In particular, plant sources of antibiotics are of great interest, as these are widely available, generally tend to have fewer side effects, and are relatively inexpensive to source. 11 While organic syntheses have become increasingly advanced, natural products are molecularly complex and their total syntheses tend to be long and low yielding. For this reason, scouring nature for compounds with medicinal qualities can be advantageous. Many herbs and botanical plants have been tested for their antibacterial activity, with results showing they include some active compounds. 12 One plant in particular that has been shown to have antibacterial properties is Aloe vera.

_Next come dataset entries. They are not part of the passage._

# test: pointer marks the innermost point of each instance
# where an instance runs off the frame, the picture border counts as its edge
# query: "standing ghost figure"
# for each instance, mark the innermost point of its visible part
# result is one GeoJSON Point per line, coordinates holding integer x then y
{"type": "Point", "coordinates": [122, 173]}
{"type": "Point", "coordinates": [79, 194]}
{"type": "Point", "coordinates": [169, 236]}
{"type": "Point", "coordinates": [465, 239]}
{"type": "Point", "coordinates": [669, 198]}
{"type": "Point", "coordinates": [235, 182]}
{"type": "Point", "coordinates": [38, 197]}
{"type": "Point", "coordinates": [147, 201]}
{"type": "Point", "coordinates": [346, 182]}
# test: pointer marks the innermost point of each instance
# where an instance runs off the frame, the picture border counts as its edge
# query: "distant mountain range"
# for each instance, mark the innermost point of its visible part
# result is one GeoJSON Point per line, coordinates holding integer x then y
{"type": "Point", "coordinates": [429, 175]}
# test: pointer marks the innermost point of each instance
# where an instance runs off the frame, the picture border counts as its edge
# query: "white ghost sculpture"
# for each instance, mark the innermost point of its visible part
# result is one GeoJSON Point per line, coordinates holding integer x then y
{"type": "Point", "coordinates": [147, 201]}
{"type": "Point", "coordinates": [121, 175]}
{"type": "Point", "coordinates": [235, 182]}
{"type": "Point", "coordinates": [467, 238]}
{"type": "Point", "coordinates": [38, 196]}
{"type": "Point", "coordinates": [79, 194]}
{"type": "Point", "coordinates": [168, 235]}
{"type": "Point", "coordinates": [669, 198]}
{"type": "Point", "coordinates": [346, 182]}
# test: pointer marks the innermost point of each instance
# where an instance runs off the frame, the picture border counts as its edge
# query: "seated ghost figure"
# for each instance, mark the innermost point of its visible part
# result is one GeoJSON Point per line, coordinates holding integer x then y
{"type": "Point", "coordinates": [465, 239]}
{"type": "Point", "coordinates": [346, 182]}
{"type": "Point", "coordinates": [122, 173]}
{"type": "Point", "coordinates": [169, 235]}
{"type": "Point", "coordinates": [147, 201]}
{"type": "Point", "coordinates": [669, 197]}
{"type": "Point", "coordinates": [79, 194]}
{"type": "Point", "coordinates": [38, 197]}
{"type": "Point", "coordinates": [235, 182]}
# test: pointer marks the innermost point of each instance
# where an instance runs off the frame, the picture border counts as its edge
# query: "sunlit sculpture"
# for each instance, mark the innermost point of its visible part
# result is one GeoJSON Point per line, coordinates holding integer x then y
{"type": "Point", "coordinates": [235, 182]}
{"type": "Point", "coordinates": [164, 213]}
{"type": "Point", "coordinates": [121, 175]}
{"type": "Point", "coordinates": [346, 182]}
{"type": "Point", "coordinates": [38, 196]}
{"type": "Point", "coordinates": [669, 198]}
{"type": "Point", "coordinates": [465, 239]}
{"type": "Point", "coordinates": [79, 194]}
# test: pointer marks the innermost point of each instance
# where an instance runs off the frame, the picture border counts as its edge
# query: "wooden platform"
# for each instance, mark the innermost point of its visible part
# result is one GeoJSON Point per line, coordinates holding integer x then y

As a source for novel and medicinally-active small molecules, Aloe vera has a number of convenient attributes, including its lack of excessive maintenance needs and its ability to thrive in a plethora of environments. As a plant with a wide variety of purposes, Aloe vera can provide a solution for an array of health concerns, ranging from topical burns to conditions including irritable bowel syndrome. Previous research has conveyed the antibacterial benefits of Aloe vera, reporting 76.9% inhibition of Escherichia coli (E. coli), 75% inhibition of Staphylococcus aureus (S. aureus), and 40% inhibition of Pseudomonas aeruginosa when compared with the controls of the study. 13 The gel extract of Aloe vera is comprised of approximately 98%-99% water and 1%-2% active compounds. 14 Considering that the active compounds in Aloe vera are naturally very dilute, simply the detection and quantification of antibacterial activity from raw Aloe vera gel indicates this plant produces compounds worth exploring.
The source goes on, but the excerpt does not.